California Courier Editor
Harut Sassounian is the publisher of The California Courier, a weekly newspaper based in Glendale, Calif. He is the president of the United Armenian Fund, a coalition of the seven largest Armenian-American organizations. He has been decorated by the president and prime minister of the Republic of Armenia, and the heads of the Armenian Apostolic and Catholic churches. He is also the recipient of the Ellis Island Medal of Honor.


  1. He is right. Turkey will never be an enlightened country until its honestly confronts its past crimes and pays just reparations. It will continue to suffer injustice, massive human rights abuses, internal conflict and be despised by many neighboring countries. I would even dare say a similar affliction is affecting those states, like the US, UK, and Israel, who are complicit in this crime by supporting Turkey’s denial.

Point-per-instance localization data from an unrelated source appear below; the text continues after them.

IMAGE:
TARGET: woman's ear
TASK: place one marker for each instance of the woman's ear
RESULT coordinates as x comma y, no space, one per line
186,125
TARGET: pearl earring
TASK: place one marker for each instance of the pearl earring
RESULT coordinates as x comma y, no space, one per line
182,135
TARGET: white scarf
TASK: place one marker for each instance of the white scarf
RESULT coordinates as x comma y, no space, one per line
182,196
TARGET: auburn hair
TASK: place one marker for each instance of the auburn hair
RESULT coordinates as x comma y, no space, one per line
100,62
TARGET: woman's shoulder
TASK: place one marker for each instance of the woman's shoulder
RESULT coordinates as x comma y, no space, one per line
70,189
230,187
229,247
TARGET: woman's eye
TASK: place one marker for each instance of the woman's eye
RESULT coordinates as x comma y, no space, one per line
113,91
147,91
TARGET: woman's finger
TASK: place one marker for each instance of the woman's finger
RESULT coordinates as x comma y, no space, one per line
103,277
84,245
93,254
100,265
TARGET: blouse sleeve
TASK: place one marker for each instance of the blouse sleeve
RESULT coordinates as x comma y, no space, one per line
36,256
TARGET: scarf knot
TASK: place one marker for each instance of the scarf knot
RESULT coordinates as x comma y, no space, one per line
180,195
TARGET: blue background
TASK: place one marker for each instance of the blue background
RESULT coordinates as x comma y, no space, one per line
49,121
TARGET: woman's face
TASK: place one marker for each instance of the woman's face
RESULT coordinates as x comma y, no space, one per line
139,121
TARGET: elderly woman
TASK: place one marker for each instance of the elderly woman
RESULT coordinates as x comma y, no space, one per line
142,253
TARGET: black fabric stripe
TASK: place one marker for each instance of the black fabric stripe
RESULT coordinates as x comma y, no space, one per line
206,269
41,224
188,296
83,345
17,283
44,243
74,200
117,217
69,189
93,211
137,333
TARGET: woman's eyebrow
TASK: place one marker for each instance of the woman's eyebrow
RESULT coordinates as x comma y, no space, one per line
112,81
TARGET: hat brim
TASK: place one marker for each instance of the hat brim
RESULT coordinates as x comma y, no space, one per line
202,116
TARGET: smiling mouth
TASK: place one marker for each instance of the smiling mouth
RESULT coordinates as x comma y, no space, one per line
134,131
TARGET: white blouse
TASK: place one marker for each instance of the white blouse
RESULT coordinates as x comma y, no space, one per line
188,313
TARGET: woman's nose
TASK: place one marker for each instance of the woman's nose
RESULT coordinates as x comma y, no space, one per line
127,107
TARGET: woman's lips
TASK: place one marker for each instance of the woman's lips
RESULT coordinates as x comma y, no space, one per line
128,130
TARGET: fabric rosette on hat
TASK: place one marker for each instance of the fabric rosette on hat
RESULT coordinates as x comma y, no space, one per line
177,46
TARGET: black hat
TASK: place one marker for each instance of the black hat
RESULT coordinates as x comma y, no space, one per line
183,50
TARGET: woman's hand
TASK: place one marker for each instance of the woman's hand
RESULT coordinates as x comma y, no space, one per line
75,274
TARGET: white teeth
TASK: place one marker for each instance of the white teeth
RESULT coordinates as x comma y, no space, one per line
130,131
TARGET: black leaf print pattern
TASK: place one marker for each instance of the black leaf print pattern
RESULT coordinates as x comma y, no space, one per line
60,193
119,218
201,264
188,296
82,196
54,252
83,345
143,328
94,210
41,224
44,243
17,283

These states are also rotting in many ways from the inside. Recognizing the Armenian genocide would be a big first step in bringing these countries into a new enlightened era – guaranteed.

  2. I think turkey will destroy itself on the path that she is going she will not correct the wrongdoing the wrong will get her I think it’s for the best

  3. Kudos to Prof. Aktar! AG denialists can deny all they want, but they can never escape the extremely well documented, empirical fact of the AG. Turkey will never be a genuine democracy until it confronts its evil past under its predecessor, the Ottoman Empire, and until it pays reparations to the descendants of the AG. So much for the charade of “Turkish pride”.

  4. Cengiz Aktar is echoing the sentiments of many people over the years, including the Armenians. My poem from the 1970s talks about this, as well.

    by CK Garabed

    Hey Turk!
    Did you think you disposed of me?
    That your conscience was clear because you erased your memory?
    That you could wash your mind of its historic bloody stains?
    Did you think you could eradicate my name as you did the inscriptions on the old stone churches in your midst?
    Did you think you could teach your children lies and then have them repeat your words and make them sound like truths because they came out of the mouths of babes?
    Did you think Time would heal your self-inflicted wounds?
    That your sins would not be visited upon your sons?
    Did you really think that by ignoring me you could stop me from gnawing away at your vitals?
    Did you really believe that you could sleep the sleep of the just?
    I creep into your dreams at night. I make you shudder in the dark. I inflame your guilt by magnitudes. I send a shiver down your spine. I show you pictures of your deeds: BUTCHERY AND MORTIFICATION.
    You called me “Kardash;” therefore I trusted you.
    We lived together, side by side.
    I shared my ancient and historic homeland with you.
    I tilled the soil for both of us.
    I fashioned handicrafts for our mutual use.
    I infused your language and song with grace and finesse.
    I told myself that Christian love would bridge the gap between our worlds.
    I upheld the laws of the land.
    I fought in your army as a trustworthy subject.
    Too late did I discover your treachery.

    History required that I play Abel to your Cain.
    But Abel’s story can be read and acknowledged.
    Not so with me.
    I must live with a truth that goes untrusted, unbelieved.
    Only I can be found telling the story and therefore am vilified for being self-serving.

    “They say” I hate you.
    But my role is to point the accusing finger at your hatred of me.
    And your hatred is like a sickness that grows with self-awareness.
    As you strive to be equal with the civilized world, you repress more and more that which you cannot face.
    And the sickness continues to grow.
    Your aberrations will not cease.
    They will haunt you to spiritual death.
    And my curse will be upon you and your children. Never to be released.
    Damnation of the spirit is your rightful inheritance.
    And then will my revenge be complete.